Selanik şehri limanı, coğrafi konumu, uluslararası ticaret pazarıyla olan bağlantıları ve hinterlandı ile Balkanların önemli şehirlerinden biri haline gelmiştir. Şehrin bu durumunda, fetihten sonraki süreçte Osmanlılar tarafından inşa ettirilen ekonomik ve ticari müesseselerin de rolü bulunmaktadır. Osmanlılar, şehri bedesten, han, kervansaray, çarşı ve pazarlarla donatarak canlı bir merkez haline getirmiştir. Bedesten etrafında gelişen ticari merkezde, hanlar da önemli bir rol oynamış, vakıf ve mülk olarak birçok han inşa ettirilmiştir. II. Murad döneminde başlayan bu süreç XX. yüzyılın başlarına kadar devam etmiştir. Yolcu ve ticaret hanları olarak karşımıza çıkan bu yapılar, kimi zaman içinde bulundurduğu esnafın ismiyle anılır olmuş, kimi zaman da ismini etnik yapıdan, büyüklüğünden, bulunduğu konumdan, inşa malzemesinden veya sahibinden almıştır. Hanlar, şehre çeşitli nedenlerle gelen yolcu, gezgin, asker ve esirlere barınma imkânı sağlamıştır. Ayrıca ticari işletmelere ev sahipliği yapmış, büro, dükkân ve mağazaları içinde barındırarak şehrin ticari hayatına katkıda bulunmuştur. XIX. yüzyılda ileri gelen ailelerin inşa ettirdikleri hanlar da şehrin ticari çehresini değiştirmiştir.

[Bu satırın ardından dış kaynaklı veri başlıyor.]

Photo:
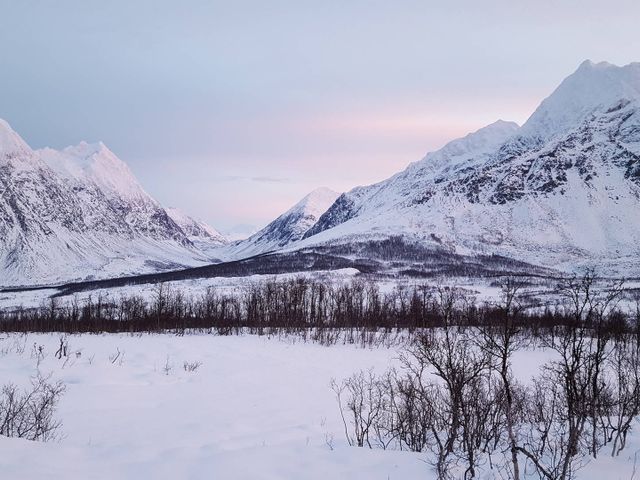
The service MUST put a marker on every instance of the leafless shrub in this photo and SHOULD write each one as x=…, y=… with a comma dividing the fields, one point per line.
x=191, y=366
x=30, y=413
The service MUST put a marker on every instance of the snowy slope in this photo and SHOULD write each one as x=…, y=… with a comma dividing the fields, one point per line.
x=206, y=238
x=79, y=213
x=563, y=190
x=288, y=227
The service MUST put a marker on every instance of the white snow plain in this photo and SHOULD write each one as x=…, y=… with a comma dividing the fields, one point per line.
x=257, y=408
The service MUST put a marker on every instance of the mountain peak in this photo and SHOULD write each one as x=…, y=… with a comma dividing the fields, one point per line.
x=10, y=141
x=94, y=162
x=591, y=87
x=316, y=202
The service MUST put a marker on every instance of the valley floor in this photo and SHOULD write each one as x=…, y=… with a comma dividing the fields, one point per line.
x=256, y=408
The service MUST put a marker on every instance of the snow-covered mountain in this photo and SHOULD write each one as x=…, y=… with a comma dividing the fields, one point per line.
x=79, y=213
x=206, y=238
x=288, y=227
x=563, y=190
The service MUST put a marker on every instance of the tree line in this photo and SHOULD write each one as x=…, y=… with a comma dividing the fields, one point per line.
x=456, y=397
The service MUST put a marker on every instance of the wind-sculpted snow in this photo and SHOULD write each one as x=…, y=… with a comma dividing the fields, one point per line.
x=563, y=190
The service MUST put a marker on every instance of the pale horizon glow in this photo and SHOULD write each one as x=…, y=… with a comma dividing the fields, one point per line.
x=233, y=111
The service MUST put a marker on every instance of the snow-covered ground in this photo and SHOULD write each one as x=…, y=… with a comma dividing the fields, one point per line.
x=257, y=408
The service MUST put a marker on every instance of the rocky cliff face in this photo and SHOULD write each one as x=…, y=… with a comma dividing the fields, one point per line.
x=562, y=190
x=79, y=213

Selanik hanlarının birçoğu zamanla ortadan kalkmış, kalanların bir kısmı ise şehrin Yunanistan’a geçmesinden sonra yıktırılarak yerini otel veya başka yapılara bırakmıştır. Bu çalışmada Selanik’te inşa ettirilen vakıf hanlar, vakfiyeler, arşiv belgeleri ve basılı kaynaklar kullanılmak suretiyle tespit edilmeye çalışılacaktır.

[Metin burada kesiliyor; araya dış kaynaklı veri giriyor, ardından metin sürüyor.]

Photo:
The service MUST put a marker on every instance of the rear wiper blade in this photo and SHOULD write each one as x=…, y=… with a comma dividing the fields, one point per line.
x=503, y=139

Salonika has become one of the most important cities of the Balkans with its port, geographical location, its connectivity to international trade, and its hinterland. Financial and commercial institutions built on the Ottomans’ command in the post-conquest period also played a role in the current situation of the city. The Ottomans turned the city into a vital center, equipping it with covered markets, inns, caravansaries, souks, and bazaars. Although covered markets were the center of trade, inns also played a key role, and many charity-run and privately owned inns were built, starting in Murad II’s reign and continuing until the early twentieth century. These buildings were classified as traveler inns and commercial inns. They were given a name referencing the ethnicity or name of the innkeeper, or the size, location, or materials of the construction and were sometimes named for the owners. The inns provided accommodation for travelers, wanderers, soldiers, and captives who came to the city for a multitude of reasons. They also hosted commercial enterprises and contributed to the commercial life of the city, harboring offices, shops, and stores. The inns built by notable families in the nineteenth century also changed the commercial landscape of the city.
Lots of Salonika inns disappeared in time; some of the rest had been demolished after Greece was captured and left their place other buildings such as hotels etc. In this study, waqf inns were built will be tried to determine by using the endowment deeds, archive materials, and published sources.